Он даже не брал её, не пытался, руки-то тряслись! Извинительно:

- Я сейчас не сумею надписать... Я - потом...

Чтоб А. Т. не потерял интереса печатать "РК", я не собирался прежде времени рассказывать ему об "Августе Четырнадцатого". Но так показалось тягостно его состояние, что решил подбодрить: вот, Самсоновскую катастрофу пишу, к будущему лету может быть удастся кончить.

А. Т., уже возвращаясь и к иронии:

- Никакой катастрофы не было и не могло быть. Теперь установлено, что дореволюционная Россия совсем не была отсталой. Я читал одну экономическую статью недавно, так и положение крепостных перед 1861 годом рисуется весьма благоприятно: чуть ли не помещики их кормили, старость и инвалидность их были обеспечены...

(Самое смешное, что новая казённая версия гораздо верней предшествующих "революционных"!..)

Мы пробыли меньше часа, ждала машина (известинские шофера всегда капризничали и торопили новомирских редакторов), стали собираться. А. Т. надумал идти гулять, надел какой-то полубушлат очень простой, фуражку, взял в руки палку для опоры, правда не толстую, и под тихим снегопадом проводил нас за калитку - очень похожий на мужика, ну, может быть мал-мало грамотного. Он снял фуражку, и снег падал на его маловолосую светлую крупную, тоже мужицкую, голову. Но лицо было бледным, болезненным. Защемило. Я первый поцеловал его на прощанье - этот обряд был надолго у нас перебит ссорами и взрывами. Машина пошла, а он так и стоял под снегом, мужик с палкой.

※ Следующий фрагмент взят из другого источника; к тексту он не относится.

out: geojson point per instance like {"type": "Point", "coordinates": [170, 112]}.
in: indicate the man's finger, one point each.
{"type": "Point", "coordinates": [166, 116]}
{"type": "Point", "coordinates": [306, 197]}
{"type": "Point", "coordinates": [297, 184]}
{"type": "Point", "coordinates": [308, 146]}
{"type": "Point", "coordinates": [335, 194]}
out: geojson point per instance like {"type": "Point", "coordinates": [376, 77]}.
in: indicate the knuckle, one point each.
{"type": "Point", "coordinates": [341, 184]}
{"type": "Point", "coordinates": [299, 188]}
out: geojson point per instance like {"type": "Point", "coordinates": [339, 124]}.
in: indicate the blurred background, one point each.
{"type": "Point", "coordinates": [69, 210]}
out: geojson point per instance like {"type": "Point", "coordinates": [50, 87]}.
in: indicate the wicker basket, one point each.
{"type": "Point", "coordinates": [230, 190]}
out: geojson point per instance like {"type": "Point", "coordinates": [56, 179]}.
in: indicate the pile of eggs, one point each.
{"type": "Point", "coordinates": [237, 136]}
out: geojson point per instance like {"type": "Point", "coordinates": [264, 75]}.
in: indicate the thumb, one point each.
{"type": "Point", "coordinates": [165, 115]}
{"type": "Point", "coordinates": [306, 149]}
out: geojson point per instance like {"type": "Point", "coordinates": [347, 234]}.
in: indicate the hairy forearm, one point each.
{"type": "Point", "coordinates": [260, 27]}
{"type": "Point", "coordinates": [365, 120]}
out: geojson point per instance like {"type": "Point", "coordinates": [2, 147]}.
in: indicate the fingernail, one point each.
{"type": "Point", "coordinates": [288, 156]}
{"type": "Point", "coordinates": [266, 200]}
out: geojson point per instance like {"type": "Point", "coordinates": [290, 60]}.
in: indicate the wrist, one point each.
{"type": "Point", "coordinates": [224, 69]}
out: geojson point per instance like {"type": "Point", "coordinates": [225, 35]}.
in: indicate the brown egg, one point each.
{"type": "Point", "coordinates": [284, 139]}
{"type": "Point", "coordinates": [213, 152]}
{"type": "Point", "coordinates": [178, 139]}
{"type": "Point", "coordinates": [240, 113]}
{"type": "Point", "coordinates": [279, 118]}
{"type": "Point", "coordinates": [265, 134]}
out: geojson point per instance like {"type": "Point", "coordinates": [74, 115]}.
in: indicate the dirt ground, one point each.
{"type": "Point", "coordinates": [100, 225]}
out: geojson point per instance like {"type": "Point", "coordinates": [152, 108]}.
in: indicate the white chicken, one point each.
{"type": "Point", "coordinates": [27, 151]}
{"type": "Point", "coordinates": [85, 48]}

В редакции я сам смягчил разговор Костоглотова-Зои о ленинградской блокаде, чтоб не оставить у них серьёзных отговорок.

И уехал. Но едва до Рязани доехал - пришло письмо от Воронкова [5] зондирующая нота: когда же, наконец, я отмежуюсь от западной пропаганды? Зашевелились?! Недолго думая, я тут же отпалил ему десятком контрвопросов: когда они исправятся? Жду и я, наконец, ответа!! [6]

И, облегчённый, поехал дальше, в глубь, под Солотчу, в холодную тёмную избу Агафьи (второй Матрёны), где в оттепельные дни дотапливали до 15?С, а в морозные я просыпался чаще при двух-трёх градусах. По своему многомесячному плану я должен был теперь прожить здесь зиму. Обложился портретами самсоновских генералов и дерзал начать главную книгу своей жизни. Но робость перед ней сковывала меня, сомневался я - допрыгну ли. Вялые строки повисали, рука опадала. А тут обнаружил, что и в "Архипелаге" упущенного много, надо ещё изучить и написать историю гласных судебных процессов, и это первее всего: неоконченная работа как бы и не начата, она поразима при всяком ударе. А тут достигло меня тревожное письмо, что продают "Раковый корпус" англичанам - да от моего имени, чего быть не могло, от чего я всеми щитами, кажется, оборонился! Так смешалась работа а через несколько дней и ещё брякнуло - то из Москвы уже выздоровевший Твардовский потянул длинную тягу вызывного колокольца: явись и стань передо мной! срочно нужно! А что срочное - не названо, и конечно же выдуманное. Наработаешься с вами, леший вас раздери! Нехотя, медленно, брюзжа, я собирался.